Emotional support dogs and psychiatric service dogs are more than just pets; they are a lifeline for many individuals with a disability. These animals, including miniature horses in some cases, are trained to do work or perform tasks specifically related to the individual’s condition. This work could range from providing calming pressure during a panic attack to reminding a person to take their medication. Unlike typical pets, these support animals receive extensive training to ensure they can handle the stresses and scenarios associated with air travel.

It’s important to differentiate between emotional support animals and service animals. While both provide invaluable support, psychiatric service dogs receive special training that qualifies them under the ADA. This distinction is crucial in the context of airline regulations. The Air Carrier Access Act, which governs airline travel, has its own set of regulations that airlines must follow, including the allowance of psychiatric service dogs on flights.

The Department of Housing and Urban Development also plays a role in this arena, particularly concerning housing rights for individuals with emotional support animals. A qualified individual with a disability is entitled to live with their emotional support animal under federal law, even in housing that generally prohibits pets.

However, the landscape of airline regulations for emotional support animals is ever-evolving. While there is recognition of the crucial role these animals play, airlines also have to balance the safety and comfort of all passengers. Therefore, it’s vital for travelers with emotional support or psychiatric service animals to stay informed about the latest airline policies and federal regulations.

In conclusion, emotional support and psychiatric service animals are indispensable companions to many, offering more than just companionship – they provide a therapeutic presence to those dealing with various mental health challenges.

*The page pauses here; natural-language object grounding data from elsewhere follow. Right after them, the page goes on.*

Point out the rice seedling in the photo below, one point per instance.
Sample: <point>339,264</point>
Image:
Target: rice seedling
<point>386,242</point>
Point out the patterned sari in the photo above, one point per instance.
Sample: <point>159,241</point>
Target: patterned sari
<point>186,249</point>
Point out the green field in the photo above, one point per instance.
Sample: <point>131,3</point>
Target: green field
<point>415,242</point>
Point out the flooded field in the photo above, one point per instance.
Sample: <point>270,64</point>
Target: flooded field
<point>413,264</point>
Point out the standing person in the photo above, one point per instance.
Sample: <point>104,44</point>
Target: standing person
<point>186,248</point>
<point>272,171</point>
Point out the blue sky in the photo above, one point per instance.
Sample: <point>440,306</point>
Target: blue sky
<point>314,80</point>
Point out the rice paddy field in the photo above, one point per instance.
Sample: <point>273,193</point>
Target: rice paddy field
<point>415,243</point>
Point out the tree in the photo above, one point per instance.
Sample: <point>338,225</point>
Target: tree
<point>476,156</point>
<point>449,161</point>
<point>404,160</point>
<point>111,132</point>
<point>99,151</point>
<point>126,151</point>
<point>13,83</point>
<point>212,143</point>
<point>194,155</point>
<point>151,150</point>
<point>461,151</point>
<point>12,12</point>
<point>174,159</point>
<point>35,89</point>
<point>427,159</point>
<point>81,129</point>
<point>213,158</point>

While federal laws like the Americans with Disabilities Act and the Air Carrier Access Act provide a legal framework for their inclusion in air travel and housing, understanding the nuances of these laws and staying abreast of any changes is crucial for any individual relying on these essential animals for support. The ongoing dialogue between airlines, regulatory bodies, and disability advocates is key to ensuring that the rights and needs of individuals with disabilities are respected and accommodated in all spheres, including air travel.

What do you think? Do you travel with an ESA? Do you think the rule got out of hand?